The Architects
Published in Museums Journal, 20 January 2016
How do architectural practices go about designing and reimagining museums and galleries? Reporting for Museums Journal, John Holt interviewed Hugh Broughton to find out.
The key to successful museum makeovers is a thorough understanding of the original architects’ intentions for use as inspiration for new ideas, says Hugh Broughton. His firm won a Riba competition to design a Heritage Lottery Fund-backed east wing for the Maidstone Museum & Bentlif Art Gallery in Kent, complete with improved educational and retail facilities and better use of storage and exhibition spaces.
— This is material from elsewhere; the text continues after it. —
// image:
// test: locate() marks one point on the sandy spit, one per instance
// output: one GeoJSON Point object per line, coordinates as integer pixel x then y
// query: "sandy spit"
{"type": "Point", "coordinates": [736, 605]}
“At Maidstone, the design appears radically at odds with the host architecture – itis a gold and glass construction attached to Queen Anne brick gable elevations,” Broughton says.
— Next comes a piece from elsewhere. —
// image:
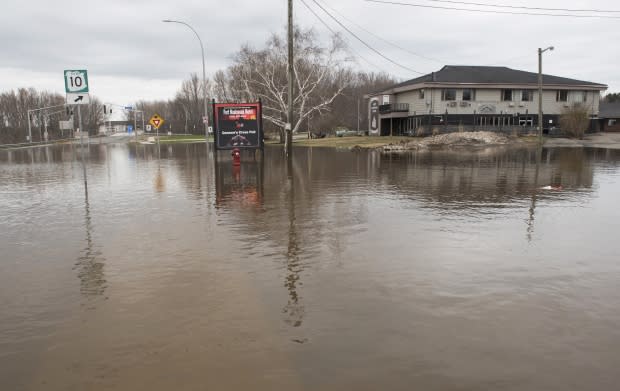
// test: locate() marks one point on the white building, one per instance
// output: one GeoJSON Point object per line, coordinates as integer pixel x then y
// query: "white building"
{"type": "Point", "coordinates": [477, 97]}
“But the connections with the past are there in the design details, even if they have been twisted in a contemporary manner.”
Broughton’s firm also won a competition to design a gallery for the Portland Collection on the Welbeck Estate in Nottinghamshire. The challenge was to ensure a new facility – due to open in March – sat comfortably in a courtyard of attractive architecture, but Broughton’s original design had to undergo radical alterations.
CGI visual of the new gallery for The Portland Collection
“The new gallery is set within the walls of a long former racehorse training building and the original plan had been to expose the inner brickwork, but there was some nervousness about damp so we redesigned and used top-lighting to add drama and volume,” he says.
Broughton is currently redeveloping the Henry Moore Foundation store at Perry Green in Hertfordshire and, rather than planning a grand new edifice to house all the functions of the facility, he has reshaped a series of smaller structures.
“This is a positive planning feature as we aren’t cluttering up the countryside with new construction work,” he says of the site, which reopens in April.
“The artist’s name obviously adds a frisson to the exercise but we weren’t competing with the sculpture; the building had to be completely reticent, while reflecting the modernist era in which Moore worked, as well as responding to the rural context.”